McLaren est une écurie prestigieuse. Pas moins de 12 championnats de monde pilote figurent à son palmarès. Sans Jenson Button. Comment ce dernier s'adaptera-t-il au règlement très strict de l'écurie et à ses exigences très élevées ? L'année dernière, il avait dû consacrer six jours aux relations publiques. Cette année, environ 80 seront dédiés au cirque médiatique . "Déguisez-moi en clown si ça vous amuse, je m'en fiche, tant que notre voiture est rapide", glousse-t-il. Jenson est un mec à la cool, du moins en apparence. En vérité, il a surtout un mental d'acier. Quand il dit que seule la voiture le préoccupe, il le pense vraiment.
"Comme les 24h du Mans"
La plupart des commentateurs misent plutôt sur Lewis Hamilton, son coéquipier et compatriote, pour remporter le titre 2010, bien que le numéro 1 figure sur la voiture de Button. Hamilton connaît McLaren comme sa poche, et est un pilote bien plus agressif. C'est justement ce dont Button pourrait tirer avantage. La nouvelle règle entrant en vigueur cette année qui interdit tout ravitaillement d'essence pendant la course fera de la préservation des pneus une des clés de la victoire.
"Ce sera comme une course d'endurance, comme les 24h du Mans", lance Jenson. "Les caractéristiques de la voiture ne seront pas les mêmes selon que le réservoir sera plein ou presque vide. Cela changera tout en termes de répartition du poids. Nous devrons adapter notre conduite à la tenue des pneus, et être extrêmement précautionneux parce que si tu abimes tes pneus dès le troisième tour, tu es foutu."

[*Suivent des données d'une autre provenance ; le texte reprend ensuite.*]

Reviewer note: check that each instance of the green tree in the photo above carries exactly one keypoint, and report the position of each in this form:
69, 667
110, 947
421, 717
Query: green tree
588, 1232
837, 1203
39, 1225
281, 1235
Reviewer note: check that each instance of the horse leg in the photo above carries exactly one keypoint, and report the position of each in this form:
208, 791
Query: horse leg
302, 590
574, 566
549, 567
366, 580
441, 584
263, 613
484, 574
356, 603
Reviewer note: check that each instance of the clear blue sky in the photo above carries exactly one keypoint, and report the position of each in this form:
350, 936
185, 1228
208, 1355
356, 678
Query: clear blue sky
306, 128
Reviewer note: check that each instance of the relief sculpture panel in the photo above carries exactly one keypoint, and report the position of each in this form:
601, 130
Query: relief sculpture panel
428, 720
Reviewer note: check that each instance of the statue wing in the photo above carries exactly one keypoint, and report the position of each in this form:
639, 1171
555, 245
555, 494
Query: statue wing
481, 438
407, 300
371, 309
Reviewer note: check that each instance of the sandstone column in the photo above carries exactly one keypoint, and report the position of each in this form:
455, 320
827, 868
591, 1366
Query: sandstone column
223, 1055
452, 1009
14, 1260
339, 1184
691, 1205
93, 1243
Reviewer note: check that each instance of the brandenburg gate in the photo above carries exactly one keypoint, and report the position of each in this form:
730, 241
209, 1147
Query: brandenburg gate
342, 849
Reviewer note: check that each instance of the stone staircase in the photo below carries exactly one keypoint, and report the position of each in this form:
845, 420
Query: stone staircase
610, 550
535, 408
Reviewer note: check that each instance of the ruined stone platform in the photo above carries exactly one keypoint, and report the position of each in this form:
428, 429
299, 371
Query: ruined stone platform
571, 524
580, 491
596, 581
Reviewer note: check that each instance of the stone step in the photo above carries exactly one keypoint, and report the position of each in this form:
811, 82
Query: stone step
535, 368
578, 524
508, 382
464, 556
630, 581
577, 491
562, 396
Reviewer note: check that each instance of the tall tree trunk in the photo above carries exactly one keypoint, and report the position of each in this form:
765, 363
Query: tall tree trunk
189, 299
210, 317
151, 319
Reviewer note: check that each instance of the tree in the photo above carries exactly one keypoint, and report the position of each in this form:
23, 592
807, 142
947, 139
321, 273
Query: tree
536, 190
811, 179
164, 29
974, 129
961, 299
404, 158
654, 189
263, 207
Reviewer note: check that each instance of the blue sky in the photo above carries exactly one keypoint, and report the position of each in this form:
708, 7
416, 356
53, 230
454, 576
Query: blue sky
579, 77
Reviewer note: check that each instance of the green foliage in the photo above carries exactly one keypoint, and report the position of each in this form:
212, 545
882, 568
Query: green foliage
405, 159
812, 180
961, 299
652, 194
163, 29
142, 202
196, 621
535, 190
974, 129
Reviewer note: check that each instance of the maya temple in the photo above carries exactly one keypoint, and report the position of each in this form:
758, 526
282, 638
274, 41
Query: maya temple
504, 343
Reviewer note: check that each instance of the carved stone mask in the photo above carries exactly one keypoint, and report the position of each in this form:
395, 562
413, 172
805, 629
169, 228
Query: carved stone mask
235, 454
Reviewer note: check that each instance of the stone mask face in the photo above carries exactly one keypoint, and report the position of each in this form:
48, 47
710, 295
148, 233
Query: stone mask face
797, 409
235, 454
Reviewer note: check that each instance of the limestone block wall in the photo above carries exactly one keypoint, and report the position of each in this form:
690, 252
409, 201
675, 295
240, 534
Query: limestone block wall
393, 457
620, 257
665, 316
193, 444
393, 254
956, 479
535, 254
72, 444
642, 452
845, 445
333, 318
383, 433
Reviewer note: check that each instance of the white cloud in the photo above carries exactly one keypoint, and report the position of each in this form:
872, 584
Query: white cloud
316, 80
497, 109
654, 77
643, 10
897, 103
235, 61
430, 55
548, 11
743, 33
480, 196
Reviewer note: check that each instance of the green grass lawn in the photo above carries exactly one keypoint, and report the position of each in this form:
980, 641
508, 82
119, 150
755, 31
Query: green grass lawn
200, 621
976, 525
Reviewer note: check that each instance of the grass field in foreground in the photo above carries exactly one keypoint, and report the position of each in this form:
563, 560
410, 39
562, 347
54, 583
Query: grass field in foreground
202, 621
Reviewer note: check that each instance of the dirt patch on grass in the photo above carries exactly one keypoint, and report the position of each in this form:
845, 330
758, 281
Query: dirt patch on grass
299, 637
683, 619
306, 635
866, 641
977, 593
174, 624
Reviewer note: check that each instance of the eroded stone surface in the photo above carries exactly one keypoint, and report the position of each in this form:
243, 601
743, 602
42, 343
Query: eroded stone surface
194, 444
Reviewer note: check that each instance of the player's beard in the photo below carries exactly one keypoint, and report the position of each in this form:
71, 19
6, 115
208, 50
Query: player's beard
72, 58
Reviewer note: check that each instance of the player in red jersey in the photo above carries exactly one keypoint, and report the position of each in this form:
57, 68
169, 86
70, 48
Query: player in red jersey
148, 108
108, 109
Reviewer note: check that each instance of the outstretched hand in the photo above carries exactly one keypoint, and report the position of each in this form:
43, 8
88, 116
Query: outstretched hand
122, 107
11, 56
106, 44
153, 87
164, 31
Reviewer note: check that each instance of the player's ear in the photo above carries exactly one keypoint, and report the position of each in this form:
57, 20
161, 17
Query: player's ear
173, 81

Button a un tempérament très calme, au contraire de Lewis Hamilton. La course de dimanche s'annonce fascinante, ne serait-ce que parce qu'elle devrait donner un aperçu de la capacité des deux Anglais à s'adapter au nouveau règlement. La célèbre presse britannique fait déjà monter la pression. "Nous savons que ce sera très intéressant", concède le champion du monde en titre. "A chaque entraînement, à chaque séance d'essais, à chaque Grand Prix, l'un finira devant l'autre."
Plus d'excuse
Il parle de l'importance du travail d'équipe, de comment l'échange d'informations entre eux rendra le duo plus rapide et l'équipe plus forte. "La presse fera son travail, mais ce qui nous intéresse surtout, c'est qu'elle parle encore de nous à la fin de la saison, lorsque le titre se jouera."
Voilà dix ans que Jenson arpente les Grands Prix de F1. Il est d'une génération plus ancienne que Lewis Hamilton, et a été irrité de voir ce dernier devenir le plus jeune champion du monde de l'histoire quand lui a dû attendre l'année dernière pour enfin se retrouver au volant d'une voiture compétitive. En 2009, les deux hommes ont finalement eu l'occasion de batailler l'un contre l'autre pour le titre mondial. Maintenant qu'ils piloteront tous deux la même voiture, cette dernière ne pourra plus servir d'excuse au perdant. Button doit être inquiet.
"Je prendrais plutôt la chose dans l'autre sens. Chez Brawn, tout était fait pour me mettre à l'aise. Et le choix d'y rester aurait assurément été plus confortable. J'ai préférer me tourner vers un challenge plus excitant", avoue-t-il. Avant d'ajouter : "Courir pour McLaren est pour moi un immense défi à relever. Je me retrouve dans un environnement inconnu, à devoir affronter un nouveau coéquipier qui a gagné beaucoup de choses, et c'est extrêmement motivant. Comme tout le monde, je n'aime pas beaucoup le changement. Mais j'attends celui avec beaucoup d'impatience."